Leaked documents published by The Guardian late Tuesday show more than 2,000 incident reports recorded at a detention center for migrants caught trying to enter Australia. The ‘Nauru Files’ show cases of self-harm, violence, child abuse and more that took place over a two-year period at the Nauru detention center. Two refugees set themselves on fire in early May to protest the terrible conditions at the detention center.
“This leak has laid bare a system of ‘routine dysfunction and cruelty’ that is at once dizzying in its scale and utterly damning for the Australian authorities who tried so hard to maintain a veil of secrecy,” said Amnesty International’s Senior Director for Research Anna Neistat, in a statement responding to the leak. “Australia’s offshore processing of refugees must end, and all of the refugees and asylum seekers on Nauru and Manus Island must be resettled immediately and given the medical and psychological support they need.”
According to the Guardian’s analysis, slightly more than half of the reports involve children despite the fact that they represent less than 20 percent of the people in the Nauru detention center. Incidents recorded by staff at the center show both the physical and mental abuse that people endure while detained. The files also prove that the Australian government has withheld information about incidents on the island and the culture of secrecy has, in turn, led to incidents not being reported.

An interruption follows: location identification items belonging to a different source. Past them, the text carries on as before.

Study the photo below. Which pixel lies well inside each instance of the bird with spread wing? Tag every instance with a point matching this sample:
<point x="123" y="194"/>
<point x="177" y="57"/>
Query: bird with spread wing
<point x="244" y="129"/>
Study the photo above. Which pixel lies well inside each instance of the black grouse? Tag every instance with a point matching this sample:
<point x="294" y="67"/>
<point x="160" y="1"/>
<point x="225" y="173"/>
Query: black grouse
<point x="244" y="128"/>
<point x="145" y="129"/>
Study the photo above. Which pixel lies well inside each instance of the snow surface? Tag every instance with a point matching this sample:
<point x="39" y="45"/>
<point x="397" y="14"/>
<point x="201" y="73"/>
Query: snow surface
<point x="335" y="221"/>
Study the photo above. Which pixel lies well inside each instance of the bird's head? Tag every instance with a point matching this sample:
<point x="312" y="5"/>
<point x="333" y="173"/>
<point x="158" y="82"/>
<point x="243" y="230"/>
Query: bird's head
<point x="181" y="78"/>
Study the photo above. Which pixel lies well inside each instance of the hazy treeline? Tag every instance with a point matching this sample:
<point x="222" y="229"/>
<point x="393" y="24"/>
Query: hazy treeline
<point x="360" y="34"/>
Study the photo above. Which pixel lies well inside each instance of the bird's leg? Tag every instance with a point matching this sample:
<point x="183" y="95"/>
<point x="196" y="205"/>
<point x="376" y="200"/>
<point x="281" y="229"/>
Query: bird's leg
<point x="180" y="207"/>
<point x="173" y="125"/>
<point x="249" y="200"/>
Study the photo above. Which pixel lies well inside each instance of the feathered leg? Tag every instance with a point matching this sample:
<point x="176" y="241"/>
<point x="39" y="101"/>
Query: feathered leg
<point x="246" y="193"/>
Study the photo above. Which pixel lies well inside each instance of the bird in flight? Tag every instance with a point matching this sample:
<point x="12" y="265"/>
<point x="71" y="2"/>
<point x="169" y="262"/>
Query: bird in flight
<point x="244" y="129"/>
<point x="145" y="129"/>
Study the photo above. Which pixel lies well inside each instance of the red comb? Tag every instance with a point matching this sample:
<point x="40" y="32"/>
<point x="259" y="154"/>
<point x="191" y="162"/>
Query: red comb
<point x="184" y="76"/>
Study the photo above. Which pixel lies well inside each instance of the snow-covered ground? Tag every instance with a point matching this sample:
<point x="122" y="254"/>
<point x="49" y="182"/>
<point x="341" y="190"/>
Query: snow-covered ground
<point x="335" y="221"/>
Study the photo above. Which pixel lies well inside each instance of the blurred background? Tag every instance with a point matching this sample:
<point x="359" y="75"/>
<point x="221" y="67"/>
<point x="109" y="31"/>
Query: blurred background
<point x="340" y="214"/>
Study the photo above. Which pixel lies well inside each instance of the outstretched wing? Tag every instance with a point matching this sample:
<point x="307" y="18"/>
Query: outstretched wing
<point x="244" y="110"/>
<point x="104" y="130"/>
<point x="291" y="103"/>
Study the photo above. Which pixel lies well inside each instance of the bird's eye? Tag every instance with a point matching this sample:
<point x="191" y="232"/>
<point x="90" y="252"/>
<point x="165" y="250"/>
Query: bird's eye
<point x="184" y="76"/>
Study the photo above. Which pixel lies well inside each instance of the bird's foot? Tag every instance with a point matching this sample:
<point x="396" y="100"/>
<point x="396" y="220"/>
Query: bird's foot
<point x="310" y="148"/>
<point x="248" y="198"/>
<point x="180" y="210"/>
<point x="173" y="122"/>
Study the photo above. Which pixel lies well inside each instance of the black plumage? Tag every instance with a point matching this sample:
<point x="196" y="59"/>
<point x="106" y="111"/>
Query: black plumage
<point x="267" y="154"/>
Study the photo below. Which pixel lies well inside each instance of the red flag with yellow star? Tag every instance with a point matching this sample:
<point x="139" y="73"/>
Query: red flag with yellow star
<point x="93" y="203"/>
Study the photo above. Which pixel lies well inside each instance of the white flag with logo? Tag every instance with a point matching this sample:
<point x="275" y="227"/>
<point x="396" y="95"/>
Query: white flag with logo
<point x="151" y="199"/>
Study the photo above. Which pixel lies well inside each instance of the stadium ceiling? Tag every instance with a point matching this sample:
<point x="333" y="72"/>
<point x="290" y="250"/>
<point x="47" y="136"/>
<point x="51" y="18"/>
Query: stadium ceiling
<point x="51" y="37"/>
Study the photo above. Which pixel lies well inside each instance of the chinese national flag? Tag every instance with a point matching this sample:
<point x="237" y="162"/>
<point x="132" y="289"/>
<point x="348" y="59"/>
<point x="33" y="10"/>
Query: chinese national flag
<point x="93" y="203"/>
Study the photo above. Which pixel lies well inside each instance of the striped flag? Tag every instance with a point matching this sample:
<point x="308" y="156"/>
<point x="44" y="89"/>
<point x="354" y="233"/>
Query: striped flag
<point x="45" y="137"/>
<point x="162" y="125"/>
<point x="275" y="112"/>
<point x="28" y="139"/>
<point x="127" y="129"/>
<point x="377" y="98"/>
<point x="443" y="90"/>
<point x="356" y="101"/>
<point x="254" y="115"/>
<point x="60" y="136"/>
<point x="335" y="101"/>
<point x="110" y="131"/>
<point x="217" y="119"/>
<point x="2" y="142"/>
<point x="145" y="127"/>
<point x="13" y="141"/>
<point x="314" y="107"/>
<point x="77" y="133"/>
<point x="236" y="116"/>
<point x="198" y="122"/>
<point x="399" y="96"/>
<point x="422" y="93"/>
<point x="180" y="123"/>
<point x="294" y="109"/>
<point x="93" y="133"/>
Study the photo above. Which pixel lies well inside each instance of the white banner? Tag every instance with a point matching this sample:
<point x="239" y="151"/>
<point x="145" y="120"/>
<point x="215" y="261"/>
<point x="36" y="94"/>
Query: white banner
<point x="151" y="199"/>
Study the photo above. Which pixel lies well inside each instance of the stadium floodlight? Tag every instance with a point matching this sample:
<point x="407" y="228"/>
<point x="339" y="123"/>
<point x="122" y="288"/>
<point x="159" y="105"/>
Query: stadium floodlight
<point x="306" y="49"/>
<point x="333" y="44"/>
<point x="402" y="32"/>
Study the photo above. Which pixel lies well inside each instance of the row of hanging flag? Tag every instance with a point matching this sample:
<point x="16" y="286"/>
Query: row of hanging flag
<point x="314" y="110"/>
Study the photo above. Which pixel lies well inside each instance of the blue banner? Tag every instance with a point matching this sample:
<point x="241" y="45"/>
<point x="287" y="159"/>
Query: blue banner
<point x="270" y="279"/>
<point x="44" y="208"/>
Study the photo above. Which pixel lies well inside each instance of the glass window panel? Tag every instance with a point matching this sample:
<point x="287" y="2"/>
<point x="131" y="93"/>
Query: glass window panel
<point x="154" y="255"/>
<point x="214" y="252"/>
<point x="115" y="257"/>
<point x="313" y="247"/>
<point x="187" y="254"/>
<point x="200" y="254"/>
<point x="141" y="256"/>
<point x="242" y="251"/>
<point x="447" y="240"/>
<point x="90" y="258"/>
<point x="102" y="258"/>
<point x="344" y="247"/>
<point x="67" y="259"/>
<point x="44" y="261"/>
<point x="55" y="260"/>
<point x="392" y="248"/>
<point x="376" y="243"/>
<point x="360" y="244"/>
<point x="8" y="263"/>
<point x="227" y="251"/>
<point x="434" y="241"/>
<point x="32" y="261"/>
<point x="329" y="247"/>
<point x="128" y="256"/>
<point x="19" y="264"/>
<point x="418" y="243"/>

The Australian government sees it differently.
“The documents published today are evidence of the rigorous reporting procedures that are in place in the regional processing center – procedures under which any alleged incident must be recorded, reported and where necessary investigated,” said the Department of Immigration and Border Protection in a statement responding to the leak. “The Department currently has no evidence to suggest that service providers have under-reported or misreported incidents in Nauru.”
The statement goes on to say that the Australian government works closely with the government of Nauru to “protect children from abuse, neglect or exploitation.” It points to the legal steps taken to prevent child abuse and said that Australia directly supports efforts to upgrade health and education facilities.
Australia spends more than $1 billion a year to run its offshore detention centers. The arrival of refugees and migrants by boats has become a major political issue in recent years. Governments run by both major political parties have sought to deal with the problem through deterrence. People who arrive illegally are not allowed to stay in Australia. The detention centers in Nauru and Manus, Papua New Guinea, are places to hold the arrested “boat people.”
Human rights groups and the U.N. have condemned the practice. The High Commissioner for Human Rights at the U.N. said he was alarmed by the growing anti-asylum seeker rhetoric in Australia and by the actions taken against refugees arriving in the country.
“The world’s refugees do not need crueler deterrence measures. They need safe and viable pathways to protection. That’s what Australia should be working with the U.N. and our neighbors to develop,” said commissioner Zeid Ra’ad Al Hussein, at a press conference in June 2015.
And just days before the file leak, Amnesty International and Human Rights Watch released new information from its investigation into the Nauru center. It accused the Australian government of not addressing abuses at the center, said there were cases where people in need were denied medical care and found there is little mental health support. Neistat characterized the situation as “cruel in the extreme.”
“Australia’s atrocious treatment of the refugees on Nauru over the past three years has taken an enormous toll on their well-being,” said Michael Bochenek, senior counsel on children’s rights at Human Rights Watch, who conducted the investigation on the island for the organization. “Driving adult and even child refugees to the breaking point with sustained abuse appears to be one of Australia’s aims on Nauru.”
The cases of self-immolation show that people are reaching their breaking point. One of the people, a 23-year-old man named Omid, said that he was tired and could not take it anymore, before setting himself on fire. The Nauru files show a similar case involving a young girl who sewed her lips shut. Activists say these incidents prove that the conditions in the camp and the inability to leave are taking a major mental toll that is not being addressed.
“People here don’t have a real life. We are just surviving. We are dead souls in living bodies. We are just husks. We don’t have any hope or motivation,” said one woman detained at Nauru in an interview, according to Amnesty.